In the first condition, each pair worked together Halo: range to kill as many enemies as possible and then test their aggression. The second group saw the two players try to kill each other in the game before the aggression task. Finally, the third group had their aggression tested first and then played the game in single player mode. This meant that the game could have no effect on their aggression level.
In the aggression task, participants were told that they would play a reaction time task against their partner or opponent Halo (control participants were told it was just another study participant). They were allowed to set the volume of a loud, unpleasant sound that would be played as “punishment” for losing the reaction time task. Participants who made louder noises on a scale of one to ten were noted to have higher levels of aggression. Each person played the task 25 times and the average of all their level settings was calculated.
The results showed that people who had played the game cooperatively had similar levels of aggression to those in the control condition, who had not yet played the game when their aggression was tested. Both cooperative and control participants were less aggressive than those who had played competitively. This difference was statistically significant, but only just: co-operative players had an average noise level of 5.16 and control players 4.94, while competitive players had an average of 5.88, just above the threshold for statistical significance.

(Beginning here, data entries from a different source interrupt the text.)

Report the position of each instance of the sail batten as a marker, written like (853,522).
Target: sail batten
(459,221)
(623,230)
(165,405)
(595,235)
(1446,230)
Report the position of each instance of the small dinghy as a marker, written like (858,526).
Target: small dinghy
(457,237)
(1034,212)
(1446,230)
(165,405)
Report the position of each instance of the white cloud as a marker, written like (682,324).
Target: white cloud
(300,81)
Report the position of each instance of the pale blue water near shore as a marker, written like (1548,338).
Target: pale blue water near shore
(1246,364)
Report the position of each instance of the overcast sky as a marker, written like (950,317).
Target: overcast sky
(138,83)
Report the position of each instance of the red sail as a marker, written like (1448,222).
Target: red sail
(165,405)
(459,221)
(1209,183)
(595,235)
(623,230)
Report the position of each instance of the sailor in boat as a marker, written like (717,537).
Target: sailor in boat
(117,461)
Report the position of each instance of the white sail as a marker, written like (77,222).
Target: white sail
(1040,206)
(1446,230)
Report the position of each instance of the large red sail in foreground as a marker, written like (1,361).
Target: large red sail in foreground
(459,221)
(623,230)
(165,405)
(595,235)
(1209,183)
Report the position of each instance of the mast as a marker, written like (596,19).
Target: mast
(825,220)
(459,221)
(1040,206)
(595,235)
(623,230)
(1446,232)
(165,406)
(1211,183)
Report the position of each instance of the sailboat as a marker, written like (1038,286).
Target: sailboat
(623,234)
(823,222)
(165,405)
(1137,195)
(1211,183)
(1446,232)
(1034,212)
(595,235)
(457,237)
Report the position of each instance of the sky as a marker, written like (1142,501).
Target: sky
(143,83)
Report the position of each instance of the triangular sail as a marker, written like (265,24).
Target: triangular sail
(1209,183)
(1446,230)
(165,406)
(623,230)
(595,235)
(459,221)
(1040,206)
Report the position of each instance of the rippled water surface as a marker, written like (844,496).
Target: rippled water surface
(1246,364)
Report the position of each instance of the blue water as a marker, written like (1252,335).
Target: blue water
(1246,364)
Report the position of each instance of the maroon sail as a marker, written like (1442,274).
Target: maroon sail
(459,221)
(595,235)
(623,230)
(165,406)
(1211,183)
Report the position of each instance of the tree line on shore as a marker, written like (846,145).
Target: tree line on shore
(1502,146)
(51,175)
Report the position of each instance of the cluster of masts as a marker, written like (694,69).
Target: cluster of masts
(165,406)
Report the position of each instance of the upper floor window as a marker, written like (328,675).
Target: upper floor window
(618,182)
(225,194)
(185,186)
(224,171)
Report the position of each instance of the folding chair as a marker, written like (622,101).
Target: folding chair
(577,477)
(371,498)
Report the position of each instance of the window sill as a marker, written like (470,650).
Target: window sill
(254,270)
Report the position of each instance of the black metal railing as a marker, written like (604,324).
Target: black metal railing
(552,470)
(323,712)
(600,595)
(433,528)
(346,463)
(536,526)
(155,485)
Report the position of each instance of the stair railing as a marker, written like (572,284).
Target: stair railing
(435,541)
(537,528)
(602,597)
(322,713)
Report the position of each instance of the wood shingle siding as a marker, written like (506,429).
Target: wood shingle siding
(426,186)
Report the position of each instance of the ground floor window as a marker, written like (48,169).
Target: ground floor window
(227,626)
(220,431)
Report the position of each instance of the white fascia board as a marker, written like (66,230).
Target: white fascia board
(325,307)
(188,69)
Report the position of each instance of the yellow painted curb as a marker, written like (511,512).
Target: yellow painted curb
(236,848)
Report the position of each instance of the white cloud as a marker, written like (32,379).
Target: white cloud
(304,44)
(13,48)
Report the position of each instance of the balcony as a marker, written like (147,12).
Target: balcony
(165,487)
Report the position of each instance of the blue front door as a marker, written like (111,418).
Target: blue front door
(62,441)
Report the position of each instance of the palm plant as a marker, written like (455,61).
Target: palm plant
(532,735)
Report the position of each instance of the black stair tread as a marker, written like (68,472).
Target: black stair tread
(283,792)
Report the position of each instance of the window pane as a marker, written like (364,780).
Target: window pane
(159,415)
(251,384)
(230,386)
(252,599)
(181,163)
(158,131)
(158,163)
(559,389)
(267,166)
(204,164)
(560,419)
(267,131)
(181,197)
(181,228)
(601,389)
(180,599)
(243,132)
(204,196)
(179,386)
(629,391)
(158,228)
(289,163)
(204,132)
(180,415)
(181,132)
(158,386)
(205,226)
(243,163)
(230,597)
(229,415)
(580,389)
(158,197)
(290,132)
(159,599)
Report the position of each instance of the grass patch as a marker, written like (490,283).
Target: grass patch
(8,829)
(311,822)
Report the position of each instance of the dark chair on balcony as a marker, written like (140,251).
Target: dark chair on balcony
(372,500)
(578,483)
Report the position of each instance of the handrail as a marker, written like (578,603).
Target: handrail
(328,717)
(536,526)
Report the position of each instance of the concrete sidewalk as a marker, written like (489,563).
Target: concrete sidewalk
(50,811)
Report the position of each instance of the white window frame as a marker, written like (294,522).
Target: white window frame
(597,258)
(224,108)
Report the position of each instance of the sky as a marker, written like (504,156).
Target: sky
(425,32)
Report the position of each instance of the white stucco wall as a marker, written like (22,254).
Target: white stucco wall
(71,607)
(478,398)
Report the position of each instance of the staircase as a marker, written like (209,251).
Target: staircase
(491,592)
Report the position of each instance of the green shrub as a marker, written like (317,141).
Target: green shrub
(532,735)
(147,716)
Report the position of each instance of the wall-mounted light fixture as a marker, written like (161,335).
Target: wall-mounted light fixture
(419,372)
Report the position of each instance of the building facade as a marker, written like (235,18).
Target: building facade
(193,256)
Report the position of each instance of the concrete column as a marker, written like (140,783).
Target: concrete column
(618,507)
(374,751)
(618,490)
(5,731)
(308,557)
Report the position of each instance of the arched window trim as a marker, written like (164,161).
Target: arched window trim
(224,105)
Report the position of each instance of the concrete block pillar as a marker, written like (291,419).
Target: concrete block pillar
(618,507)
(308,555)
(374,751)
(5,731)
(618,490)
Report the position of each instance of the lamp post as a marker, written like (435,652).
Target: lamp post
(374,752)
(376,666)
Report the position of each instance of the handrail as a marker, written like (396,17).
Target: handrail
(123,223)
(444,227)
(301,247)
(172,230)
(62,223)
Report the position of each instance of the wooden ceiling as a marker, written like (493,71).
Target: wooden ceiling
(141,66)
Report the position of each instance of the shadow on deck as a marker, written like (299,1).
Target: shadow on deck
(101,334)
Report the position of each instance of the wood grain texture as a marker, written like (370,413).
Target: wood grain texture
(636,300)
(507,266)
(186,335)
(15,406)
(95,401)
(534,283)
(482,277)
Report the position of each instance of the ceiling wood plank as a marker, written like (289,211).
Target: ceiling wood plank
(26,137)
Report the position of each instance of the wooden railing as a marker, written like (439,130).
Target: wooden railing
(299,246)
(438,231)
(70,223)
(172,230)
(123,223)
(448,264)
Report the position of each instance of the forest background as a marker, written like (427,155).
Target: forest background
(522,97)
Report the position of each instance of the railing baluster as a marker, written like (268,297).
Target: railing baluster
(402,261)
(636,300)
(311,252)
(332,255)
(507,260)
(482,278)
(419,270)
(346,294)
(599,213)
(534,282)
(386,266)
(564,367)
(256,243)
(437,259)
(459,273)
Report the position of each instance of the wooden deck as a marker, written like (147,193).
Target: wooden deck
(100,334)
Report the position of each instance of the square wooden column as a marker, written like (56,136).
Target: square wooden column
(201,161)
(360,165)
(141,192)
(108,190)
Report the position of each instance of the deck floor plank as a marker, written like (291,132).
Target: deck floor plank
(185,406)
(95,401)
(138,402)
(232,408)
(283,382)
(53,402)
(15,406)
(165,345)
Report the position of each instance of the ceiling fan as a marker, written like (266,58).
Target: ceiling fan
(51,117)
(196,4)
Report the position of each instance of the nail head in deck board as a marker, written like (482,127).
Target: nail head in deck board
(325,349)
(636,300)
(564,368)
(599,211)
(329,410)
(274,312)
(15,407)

A problem with this experiment was that it only showed how people would behave towards other participants in the same game, and could not be used to predict how people would behave towards someone else after playing a violent game.
In the second experiment, the participants’ level of aggression was measured towards people who had not played the game with them. This time 88 people participated Time splitters 2 under the same three conditions as in the first experiment, and their aggression was then tested. In the aggression task, they were told that they would be playing against someone other than their video game partner or competitor. The task was also slightly different: Instead of testing reaction time, the task tested memory, using noise on a scale of one to seven for incorrect answers.
The results showed that cooperative players averaged a noise level of 1.1, compared to the competitive group, which had an average of 2.55. This difference was well above the minimum threshold for statistical significance. The control group, averaging 2.19, corresponded more closely to the competitive group, with no statistical difference between the two.
The researchers explain the results by suggesting that cooperative play raises players’ expectations of cooperation as a social norm, making them more likely to be cooperative themselves in later tasks. On the other hand, playing competitively or alone causes players to adopt aggression as the norm, leading them to behave aggressively in future tasks.
As always, the power of one experiment is not enough to draw firm conclusions about the relationship between video games and social behavior. The aggression task used has been severely criticized, with one article suggesting that “the results should not be generalized to serious acts of aggression or violence”. So while these experiments suggest a difference in behavior after cooperative or competitive gaming, it’s not clear that the behavior that changes is necessarily aggression.
There is also the question of how video games, and violent video games in particular, are singled out. Future research should examine whether these results hold up to any kind of competitive game, video or otherwise – perhaps people are just as willing to make loud noises after a furious game of Monopoly.
Communication research2015. DOI: 10.1177/0093650214552519 (About DOIs).